Para esclarecer esta visión de Tomás hemos decidido profundizar en el capítulo 69 del libro III de la Suma contra Gentiles. En este capítulo el autor desarrolla una disputa contra una serie de autores que intentan atribuir toda capacidad causal a Dios quitándole al mundo natural su capacidad de ser causa. Se opone a la idea de que Dios es la única causa eficiente en el mundo natural, y sostiene que las cosas creadas tienen su propia capacidad causal, que es una participación en la causalidad divina. El autor defiende que Dios es la causa primera y principal de todas las cosas, pero que no actúa en el mundo natural de una manera directa e inmediata, sino a través de las causas segundas.
Santo Tomás de Aquino argumenta que, si Dios fuera la única causa eficiente en el mundo natural, no tendría sentido hablar de las causas segundas, como las causas naturales y los agentes humanos. Dios creó el mundo con un orden y una estructura que permite que las cosas tengan su propia causalidad y operen de acuerdo a sus propias leyes naturales. De esta manera, Dios actúa en el mundo de una manera indirecta, pero efectiva, permitiendo la libre acción de las causas segundas.

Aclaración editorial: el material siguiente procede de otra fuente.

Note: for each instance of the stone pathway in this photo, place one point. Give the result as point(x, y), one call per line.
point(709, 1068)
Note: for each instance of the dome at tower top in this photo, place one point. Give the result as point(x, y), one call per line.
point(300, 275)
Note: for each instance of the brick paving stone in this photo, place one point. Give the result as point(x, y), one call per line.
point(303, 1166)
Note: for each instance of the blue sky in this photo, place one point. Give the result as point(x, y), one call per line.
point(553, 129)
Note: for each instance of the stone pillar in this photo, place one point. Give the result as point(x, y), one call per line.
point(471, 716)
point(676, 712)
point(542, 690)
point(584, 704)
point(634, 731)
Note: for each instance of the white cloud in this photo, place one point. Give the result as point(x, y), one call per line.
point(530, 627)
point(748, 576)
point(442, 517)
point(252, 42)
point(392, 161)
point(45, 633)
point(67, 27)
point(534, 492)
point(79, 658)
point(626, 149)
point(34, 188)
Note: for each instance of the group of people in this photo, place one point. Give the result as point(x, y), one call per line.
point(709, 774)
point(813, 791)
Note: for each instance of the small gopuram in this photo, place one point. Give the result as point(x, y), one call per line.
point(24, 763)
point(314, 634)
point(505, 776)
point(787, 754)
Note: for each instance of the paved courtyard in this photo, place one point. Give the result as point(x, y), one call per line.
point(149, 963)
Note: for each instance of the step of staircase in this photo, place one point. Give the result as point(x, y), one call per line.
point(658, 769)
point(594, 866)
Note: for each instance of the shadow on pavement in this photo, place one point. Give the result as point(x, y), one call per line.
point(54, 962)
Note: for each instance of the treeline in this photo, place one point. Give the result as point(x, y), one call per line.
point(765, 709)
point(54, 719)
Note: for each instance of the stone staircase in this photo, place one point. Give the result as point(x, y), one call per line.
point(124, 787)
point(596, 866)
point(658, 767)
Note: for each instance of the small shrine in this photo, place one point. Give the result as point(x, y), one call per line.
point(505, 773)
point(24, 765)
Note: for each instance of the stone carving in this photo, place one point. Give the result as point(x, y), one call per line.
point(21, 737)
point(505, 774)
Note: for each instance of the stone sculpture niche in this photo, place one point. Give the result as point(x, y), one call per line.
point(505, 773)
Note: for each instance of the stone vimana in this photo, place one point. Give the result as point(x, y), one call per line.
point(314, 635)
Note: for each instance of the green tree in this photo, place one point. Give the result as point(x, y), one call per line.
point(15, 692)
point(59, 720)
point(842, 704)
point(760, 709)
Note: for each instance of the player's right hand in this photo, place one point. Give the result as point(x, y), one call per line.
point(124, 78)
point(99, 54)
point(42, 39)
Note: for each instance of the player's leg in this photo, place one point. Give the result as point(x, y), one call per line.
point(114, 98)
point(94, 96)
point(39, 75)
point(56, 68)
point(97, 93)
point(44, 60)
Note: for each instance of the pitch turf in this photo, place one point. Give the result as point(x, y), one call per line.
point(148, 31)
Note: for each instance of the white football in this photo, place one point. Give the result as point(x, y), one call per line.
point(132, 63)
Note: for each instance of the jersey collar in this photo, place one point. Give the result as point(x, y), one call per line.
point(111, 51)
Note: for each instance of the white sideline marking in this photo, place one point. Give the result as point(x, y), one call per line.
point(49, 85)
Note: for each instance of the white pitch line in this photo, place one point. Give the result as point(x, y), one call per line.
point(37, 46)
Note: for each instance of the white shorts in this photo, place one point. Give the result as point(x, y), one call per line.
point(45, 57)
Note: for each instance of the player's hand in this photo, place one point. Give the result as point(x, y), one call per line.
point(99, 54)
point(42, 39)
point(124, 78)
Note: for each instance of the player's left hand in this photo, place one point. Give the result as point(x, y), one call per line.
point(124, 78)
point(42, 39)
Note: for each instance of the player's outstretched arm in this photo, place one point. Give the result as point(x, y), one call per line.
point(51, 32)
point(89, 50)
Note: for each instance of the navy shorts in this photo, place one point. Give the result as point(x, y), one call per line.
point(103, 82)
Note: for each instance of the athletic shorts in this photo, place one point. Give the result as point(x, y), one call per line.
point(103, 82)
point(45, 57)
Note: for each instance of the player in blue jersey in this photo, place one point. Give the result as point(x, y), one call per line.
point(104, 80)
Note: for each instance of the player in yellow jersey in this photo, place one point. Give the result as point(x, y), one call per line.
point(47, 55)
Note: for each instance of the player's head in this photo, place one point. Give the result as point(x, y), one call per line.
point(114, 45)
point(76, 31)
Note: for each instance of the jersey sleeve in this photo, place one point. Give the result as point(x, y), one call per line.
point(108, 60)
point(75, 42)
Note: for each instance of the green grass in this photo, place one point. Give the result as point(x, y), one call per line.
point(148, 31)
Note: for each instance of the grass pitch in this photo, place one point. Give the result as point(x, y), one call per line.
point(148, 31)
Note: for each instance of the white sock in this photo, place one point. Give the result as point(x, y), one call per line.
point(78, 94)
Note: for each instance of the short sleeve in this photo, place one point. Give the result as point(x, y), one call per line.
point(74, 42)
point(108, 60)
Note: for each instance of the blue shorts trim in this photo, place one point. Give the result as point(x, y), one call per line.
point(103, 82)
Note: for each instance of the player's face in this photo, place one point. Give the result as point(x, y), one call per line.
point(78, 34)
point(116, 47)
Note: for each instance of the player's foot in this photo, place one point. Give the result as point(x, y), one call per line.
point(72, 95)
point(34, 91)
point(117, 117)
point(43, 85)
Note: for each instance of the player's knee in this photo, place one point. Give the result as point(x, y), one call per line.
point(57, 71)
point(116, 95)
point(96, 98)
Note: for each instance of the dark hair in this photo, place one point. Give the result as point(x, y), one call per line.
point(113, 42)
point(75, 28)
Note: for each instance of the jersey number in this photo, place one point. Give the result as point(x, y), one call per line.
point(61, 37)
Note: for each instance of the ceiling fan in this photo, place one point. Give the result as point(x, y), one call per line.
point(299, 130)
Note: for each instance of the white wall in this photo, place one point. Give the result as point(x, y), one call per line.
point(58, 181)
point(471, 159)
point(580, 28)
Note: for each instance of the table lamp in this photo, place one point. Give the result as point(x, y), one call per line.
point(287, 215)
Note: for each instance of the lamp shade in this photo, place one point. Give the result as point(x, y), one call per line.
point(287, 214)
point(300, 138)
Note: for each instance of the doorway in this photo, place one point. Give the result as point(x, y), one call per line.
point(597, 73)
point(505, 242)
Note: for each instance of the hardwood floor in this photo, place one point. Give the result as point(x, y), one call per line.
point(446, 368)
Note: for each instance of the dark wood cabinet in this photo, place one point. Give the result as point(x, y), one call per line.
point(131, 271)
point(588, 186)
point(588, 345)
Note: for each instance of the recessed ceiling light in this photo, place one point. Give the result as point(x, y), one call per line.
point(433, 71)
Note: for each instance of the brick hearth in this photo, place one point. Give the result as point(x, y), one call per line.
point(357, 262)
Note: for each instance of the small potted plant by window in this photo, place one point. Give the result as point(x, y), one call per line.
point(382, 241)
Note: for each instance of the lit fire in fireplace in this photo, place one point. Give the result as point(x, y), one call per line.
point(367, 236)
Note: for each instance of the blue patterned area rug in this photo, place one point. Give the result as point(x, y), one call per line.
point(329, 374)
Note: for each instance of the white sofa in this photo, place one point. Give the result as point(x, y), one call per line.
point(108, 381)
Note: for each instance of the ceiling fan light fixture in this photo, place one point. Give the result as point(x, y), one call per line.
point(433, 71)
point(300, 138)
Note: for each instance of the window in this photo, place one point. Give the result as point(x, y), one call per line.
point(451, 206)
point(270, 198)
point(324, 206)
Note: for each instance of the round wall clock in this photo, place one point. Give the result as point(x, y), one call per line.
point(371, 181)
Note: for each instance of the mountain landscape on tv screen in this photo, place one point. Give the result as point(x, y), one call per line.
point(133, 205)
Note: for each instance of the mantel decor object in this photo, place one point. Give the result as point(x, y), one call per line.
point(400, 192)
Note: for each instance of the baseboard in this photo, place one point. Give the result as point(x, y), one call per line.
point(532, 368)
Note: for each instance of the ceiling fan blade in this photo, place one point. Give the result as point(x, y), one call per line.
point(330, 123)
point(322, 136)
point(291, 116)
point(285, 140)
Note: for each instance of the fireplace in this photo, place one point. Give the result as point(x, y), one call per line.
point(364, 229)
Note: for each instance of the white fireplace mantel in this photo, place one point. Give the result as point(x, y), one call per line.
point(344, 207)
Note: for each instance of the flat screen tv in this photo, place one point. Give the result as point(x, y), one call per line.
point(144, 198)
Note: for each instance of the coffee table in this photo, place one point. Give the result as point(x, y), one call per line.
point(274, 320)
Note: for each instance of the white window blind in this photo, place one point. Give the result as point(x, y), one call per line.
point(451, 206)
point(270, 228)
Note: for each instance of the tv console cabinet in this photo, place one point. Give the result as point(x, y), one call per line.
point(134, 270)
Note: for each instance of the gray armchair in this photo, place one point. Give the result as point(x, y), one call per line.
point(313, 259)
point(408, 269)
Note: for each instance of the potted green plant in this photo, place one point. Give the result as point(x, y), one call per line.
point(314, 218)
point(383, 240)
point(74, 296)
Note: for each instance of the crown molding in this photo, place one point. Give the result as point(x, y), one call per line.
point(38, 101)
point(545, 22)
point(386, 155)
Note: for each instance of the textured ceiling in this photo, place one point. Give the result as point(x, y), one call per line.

En este capítulo se opone principalmente a dos autores: los filósofos islámicos Avicena (Ibn Sīnā) y Algazel (Al-Ghazali), que defendían la idea de que Dios es la única causa eficiente en el mundo natural y que las cosas creadas no tienen su propia capacidad causal. Esto se conoce como voluntarismo teológico.
Avicena sostenía que Dios es la única causa eficiente en el mundo, y que las cosas creadas no tienen su propia causalidad. En su obra El libro de la cura, escribe lo siguiente: “el acto de producir el efecto, en todo lo que no es Dios, es una necesidad que se les impone, y no es algo que hagan de manera voluntaria y deliberada” (I, 6, 4). En otras palabras, para Avicena, las cosas creadas no tienen su propia capacidad causal, sino que actúan de manera necesaria y determinada por la acción de Dios.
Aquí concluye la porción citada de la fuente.